Aggie (00:06:39) – A my? Co robimy? My tłumimy tę część, jej dolną, część słabszą, część wrażliwą. Gdy zapytasz dzisiaj kogoś, co u ciebie słychać, najczęściej ci odpowie Jestem zajęta. Jest tak dużo się dzieje, że nie wiem, w co ręce włożyć. Więc my nosimy tą naszą zajętość jako odznakę chwałę. Niemal tak, jakbyśmy nie czuli się wartościowi jako ludzie, dopóki nie jesteśmy niesamowicie zajęci robieniem czegoś. Ale to zajętość ma swoją cenę. Jest nią nasze zdrowie, jest nią nasz dobrostan. Ale może jest jakiś inny sposób? Może da się być produktywnym? Może da się być wydajnym i szczęśliwym, nie tracąc przy tym ani zdrowia, ani poczucia własnej wartości? I tu nie chodzi o to, żeby się nie starać, ale żeby robić to mądrze. Więc jak możemy starać się mądrze? Są dwa rodzaje wysiłku, jaki możemy podejmować, jeżeli chcemy coś realizować, chcemy spełniać nasze marzenia. Jeden wysiłek to jest wysiłek pod prąd, czyli tzw. upstream. Efekt? To tak, jakbyśmy wysuwali pod prąd rzeki i z całych sił próbowali dopłynąć do naszego celu.
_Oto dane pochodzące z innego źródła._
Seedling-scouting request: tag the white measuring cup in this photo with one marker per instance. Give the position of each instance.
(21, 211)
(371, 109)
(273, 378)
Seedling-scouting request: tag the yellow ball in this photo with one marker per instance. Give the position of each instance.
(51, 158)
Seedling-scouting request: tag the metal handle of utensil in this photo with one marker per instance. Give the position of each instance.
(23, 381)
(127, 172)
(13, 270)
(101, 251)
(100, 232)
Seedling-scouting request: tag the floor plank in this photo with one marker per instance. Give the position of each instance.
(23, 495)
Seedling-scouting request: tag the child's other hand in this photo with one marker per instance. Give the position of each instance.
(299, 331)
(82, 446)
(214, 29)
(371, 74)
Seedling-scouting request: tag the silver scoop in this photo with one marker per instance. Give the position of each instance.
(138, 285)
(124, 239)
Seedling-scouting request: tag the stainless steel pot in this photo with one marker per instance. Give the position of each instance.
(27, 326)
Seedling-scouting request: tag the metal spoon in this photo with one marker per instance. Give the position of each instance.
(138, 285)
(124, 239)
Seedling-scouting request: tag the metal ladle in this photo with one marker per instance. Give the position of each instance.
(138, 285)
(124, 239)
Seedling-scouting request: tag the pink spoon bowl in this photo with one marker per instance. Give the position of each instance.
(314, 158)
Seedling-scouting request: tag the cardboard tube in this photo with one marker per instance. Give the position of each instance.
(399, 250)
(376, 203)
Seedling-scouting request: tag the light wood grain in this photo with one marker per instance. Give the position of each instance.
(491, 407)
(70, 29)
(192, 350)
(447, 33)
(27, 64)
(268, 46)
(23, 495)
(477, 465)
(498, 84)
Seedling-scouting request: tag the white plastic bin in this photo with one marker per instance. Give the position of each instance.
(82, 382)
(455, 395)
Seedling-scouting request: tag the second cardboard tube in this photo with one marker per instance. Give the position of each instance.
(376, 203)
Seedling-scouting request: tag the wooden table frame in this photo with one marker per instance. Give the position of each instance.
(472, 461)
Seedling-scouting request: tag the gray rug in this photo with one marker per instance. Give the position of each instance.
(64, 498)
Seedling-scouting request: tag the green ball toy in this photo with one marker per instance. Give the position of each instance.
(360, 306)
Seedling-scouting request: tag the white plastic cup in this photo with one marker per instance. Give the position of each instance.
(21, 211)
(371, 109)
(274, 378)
Aggie (00:08:00) – Tylko że wtedy będziemy niszczyć po drodze nasze zdrowie i życie. Tylko po to, żeby ostatecznie i tak tam nie dotrzeć. I wszyscy doskonale znamy ten rodzaj wysiłku, bo nam się go przedstawia jako najświętszą wartość od dziecka. Czy to brzmi dla Was znajomo? W życiu nic nie przychodzi łatwo ani lekko. Musisz naprawdę cisnąć, żeby poradzić sobie w dzisiejszym świecie. Trzeba się naprawdę napracować, żeby coś osiągnąć. I to jest właśnie to. Płynięcie pod prąd, to jest to wiosłowanie pod prąd rzeki. Więc jest też drugi rodzaj wysiłku zwany down stream efekt, czyli wysiłek, przez którego płyniemy z prądem rzeki. Nie przeciwstawiamy się jej i tak samo staramy się, tak samo działamy, tak samo wiosłuje ma naszą łodzią, ale w drugą stronę z prądem tej rzeki. Czyli ten prąd rzeki nas wspiera. I płyniemy z prądem życia. Odpuszczamy nasze przywiązania do celu dlatego, że wiemy, że jego zrealizowanie nie jest końcem, nie jest końcem świata i jesteśmy skoncentrowani na podróży i na samym wysiłku. Na tym, żeby wiosłować z prądem, a nie na tym, co nas czeka, kiedy tam gdzieś do wiosłuje.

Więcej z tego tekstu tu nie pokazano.